The most important issue before us is whether the Company prematurely recognized the Boilermakers as the exclusive bargaining agent for its employees. We hold that the Labor Board properly found the Company violated Section 8(a) (2) and (1) of the Act by recognizing, on July 23, the Boilermakers as exclusive bargaining agent for its employees. We also hold that the Company and the Boilermakers violated Section 8(a) (2), (3) and (1) and Section 8(b) (2) and (1) (A) by entering into and enforcing a contract containing a Union Security provision in a contract that was not valid.

In the recent case of National Labor Relations Board v. Krieger-Ragsdale & Co., Inc., 379 F.2d 517 (7 Cir., 1967) this Court considered and discussed Section 9(b) of the Labor Management Relations Act which gives to the Board discretion to determine appropriate bargaining units. We pointed out that the Board’s informed exercise of discretion is rarely to be disturbed. In Krieger-Ragsdale we said: “ * * * Unit determinations are not findings of fact, but judgments upon the facts in accordance with varying guidelines of relevancy or rules of inference based upon experience and the purpose of the statute being administered. * * * ”

In National Labor Relations Board v. Guy F. Atkinson Co., 9 Cir., 195 F.2d 141, 144, the Court said: “The rule thus expressed, suggesting that where a group of employees is rapidly expanding, so that the initial work force cannot truly represent more than a small fraction of the contemplated total, it will not be recognized as representative of an appropriate unit, is one frequently followed by the Board. * * * A collective bargaining agreement made under those circumstances has been held ineffective. Daniel Hamm Drayage Co., 84 N.L.R.B. 458, (1949), enforced N.L.R.B. v. Daniel Hamm Drayage Co., 5 Cir., 185 F.2d 1020.”

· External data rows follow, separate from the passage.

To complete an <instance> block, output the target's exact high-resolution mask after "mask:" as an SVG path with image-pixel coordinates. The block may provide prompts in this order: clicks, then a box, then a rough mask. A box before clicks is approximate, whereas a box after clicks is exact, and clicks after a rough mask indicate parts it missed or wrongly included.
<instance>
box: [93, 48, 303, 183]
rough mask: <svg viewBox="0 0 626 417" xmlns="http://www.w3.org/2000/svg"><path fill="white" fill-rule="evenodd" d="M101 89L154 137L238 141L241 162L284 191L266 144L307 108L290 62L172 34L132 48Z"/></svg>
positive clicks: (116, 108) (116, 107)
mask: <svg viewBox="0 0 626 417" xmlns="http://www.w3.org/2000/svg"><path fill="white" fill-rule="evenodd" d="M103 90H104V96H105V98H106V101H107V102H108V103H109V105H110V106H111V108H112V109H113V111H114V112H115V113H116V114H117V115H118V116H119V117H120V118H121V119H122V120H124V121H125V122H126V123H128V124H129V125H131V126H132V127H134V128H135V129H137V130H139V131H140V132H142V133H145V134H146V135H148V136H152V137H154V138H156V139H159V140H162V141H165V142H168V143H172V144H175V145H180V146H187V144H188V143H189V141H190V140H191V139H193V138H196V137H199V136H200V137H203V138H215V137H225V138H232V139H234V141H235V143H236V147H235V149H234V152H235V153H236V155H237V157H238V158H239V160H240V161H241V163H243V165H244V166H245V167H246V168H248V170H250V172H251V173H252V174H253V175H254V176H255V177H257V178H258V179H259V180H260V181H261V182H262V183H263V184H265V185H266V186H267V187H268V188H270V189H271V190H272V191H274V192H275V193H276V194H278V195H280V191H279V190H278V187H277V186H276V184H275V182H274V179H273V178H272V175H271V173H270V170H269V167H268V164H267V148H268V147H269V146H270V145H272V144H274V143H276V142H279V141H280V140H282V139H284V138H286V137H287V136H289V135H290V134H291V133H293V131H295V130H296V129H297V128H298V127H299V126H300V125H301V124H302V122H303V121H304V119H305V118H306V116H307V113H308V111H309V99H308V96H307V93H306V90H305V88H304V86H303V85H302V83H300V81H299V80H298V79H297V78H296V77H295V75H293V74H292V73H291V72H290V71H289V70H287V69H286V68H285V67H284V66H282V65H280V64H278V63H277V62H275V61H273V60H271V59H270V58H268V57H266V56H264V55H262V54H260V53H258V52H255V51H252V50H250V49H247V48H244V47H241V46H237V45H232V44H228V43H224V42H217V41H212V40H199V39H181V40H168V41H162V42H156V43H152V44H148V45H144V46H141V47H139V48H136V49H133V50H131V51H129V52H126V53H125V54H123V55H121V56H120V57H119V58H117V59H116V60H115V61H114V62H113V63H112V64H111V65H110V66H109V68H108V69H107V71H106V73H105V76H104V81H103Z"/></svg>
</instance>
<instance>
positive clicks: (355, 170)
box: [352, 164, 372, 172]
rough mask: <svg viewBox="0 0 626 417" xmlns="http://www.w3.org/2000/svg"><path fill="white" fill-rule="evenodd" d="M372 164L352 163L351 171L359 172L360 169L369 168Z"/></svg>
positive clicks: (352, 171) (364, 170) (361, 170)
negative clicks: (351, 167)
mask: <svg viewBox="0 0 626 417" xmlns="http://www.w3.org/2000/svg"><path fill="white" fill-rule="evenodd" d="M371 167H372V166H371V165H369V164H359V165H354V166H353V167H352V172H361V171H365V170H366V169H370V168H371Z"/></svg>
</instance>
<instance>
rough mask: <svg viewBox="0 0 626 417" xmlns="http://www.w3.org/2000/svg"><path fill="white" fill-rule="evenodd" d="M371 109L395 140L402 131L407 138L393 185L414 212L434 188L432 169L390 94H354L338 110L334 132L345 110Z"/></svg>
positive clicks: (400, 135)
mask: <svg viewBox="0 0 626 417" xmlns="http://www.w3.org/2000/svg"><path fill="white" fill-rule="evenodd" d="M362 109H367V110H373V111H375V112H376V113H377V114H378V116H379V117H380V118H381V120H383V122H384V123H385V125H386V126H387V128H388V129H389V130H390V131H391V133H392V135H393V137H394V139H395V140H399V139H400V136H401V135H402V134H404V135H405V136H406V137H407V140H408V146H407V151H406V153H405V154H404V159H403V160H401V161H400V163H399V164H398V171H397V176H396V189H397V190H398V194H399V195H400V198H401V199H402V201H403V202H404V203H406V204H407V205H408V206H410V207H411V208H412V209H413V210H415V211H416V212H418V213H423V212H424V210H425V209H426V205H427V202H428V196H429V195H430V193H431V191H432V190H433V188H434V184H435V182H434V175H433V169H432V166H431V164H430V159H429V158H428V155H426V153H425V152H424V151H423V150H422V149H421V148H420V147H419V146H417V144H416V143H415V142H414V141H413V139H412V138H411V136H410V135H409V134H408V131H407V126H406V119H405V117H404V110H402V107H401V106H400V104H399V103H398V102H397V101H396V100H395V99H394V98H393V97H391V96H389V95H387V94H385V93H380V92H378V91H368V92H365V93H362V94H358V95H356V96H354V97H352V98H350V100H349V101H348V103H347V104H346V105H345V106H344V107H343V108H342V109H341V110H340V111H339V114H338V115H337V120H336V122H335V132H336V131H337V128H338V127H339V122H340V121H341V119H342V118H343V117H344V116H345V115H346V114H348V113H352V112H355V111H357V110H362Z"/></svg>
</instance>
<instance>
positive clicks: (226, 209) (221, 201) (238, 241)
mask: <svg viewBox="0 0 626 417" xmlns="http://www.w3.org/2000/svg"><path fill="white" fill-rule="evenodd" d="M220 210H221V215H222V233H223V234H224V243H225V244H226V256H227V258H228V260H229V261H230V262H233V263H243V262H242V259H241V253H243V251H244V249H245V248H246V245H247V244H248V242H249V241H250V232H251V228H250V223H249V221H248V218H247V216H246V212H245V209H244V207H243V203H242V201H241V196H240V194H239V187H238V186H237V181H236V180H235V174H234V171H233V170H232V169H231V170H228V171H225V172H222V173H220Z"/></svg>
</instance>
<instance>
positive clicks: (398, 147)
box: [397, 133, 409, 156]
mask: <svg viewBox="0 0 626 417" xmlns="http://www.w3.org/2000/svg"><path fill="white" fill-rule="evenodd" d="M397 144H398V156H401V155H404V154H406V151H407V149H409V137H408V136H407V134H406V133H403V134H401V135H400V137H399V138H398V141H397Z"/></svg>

The Court’s function is to review the Board’s exercise of discretion and decide whether the Board’s unit determinations were reasonable as applied to the facts. The Board’s decision was not unreasonable, arbitrary or capricious. See National Labor Relations Board v. Weyerhaeuser Co., 276 F.2d 865 (7 Cir., 1960); Packard Motor Co. v. National Labor Relations Board, 330 U.S. 485, 67 S.Ct. 789, 91 L.Ed. 1040 (1947).

We conclude that substantial evidence on the whole record supports the Board’s finding that the Company and the Boilermakers violated Section 8(a) (1) and (2) and 8(b) (1) (A) by threatening employees with discharge for noncompliance with the Union Security provision in the contract.

We hold also that substantial evidence on the whole record supports the Board’s determination that the Company violated Section 8(a) (3) and (1) by discharging employees John Barnett and Lowell Miner, and that the Boilermakers violated Section 8(b) (2) and (1) (A) by causing the discharge of Minner. Also that the Company violated Section 8(a) (1) by threatening to discharge employee Fred Williams if he engaged in union activity and by interrogating him as to his pre-trial statements to a Board agent. Texas Industries, Inc. v. National Labor Relations Board, 336 F.2d 128, 132-134 (5 Cir., 1964).

The order of the Board will be

Enforced. 
      
      . Reported at 157 N.L.R.B. No. 18.
     
      
      . At East Chicago, Indiana, the Company employed an average of 10 to 12 employees; at its Ladoga, Indiana plant, an average of 8 to 10 employees; and at its Shelby, Michigan plant, an average of 6 to 7 employees.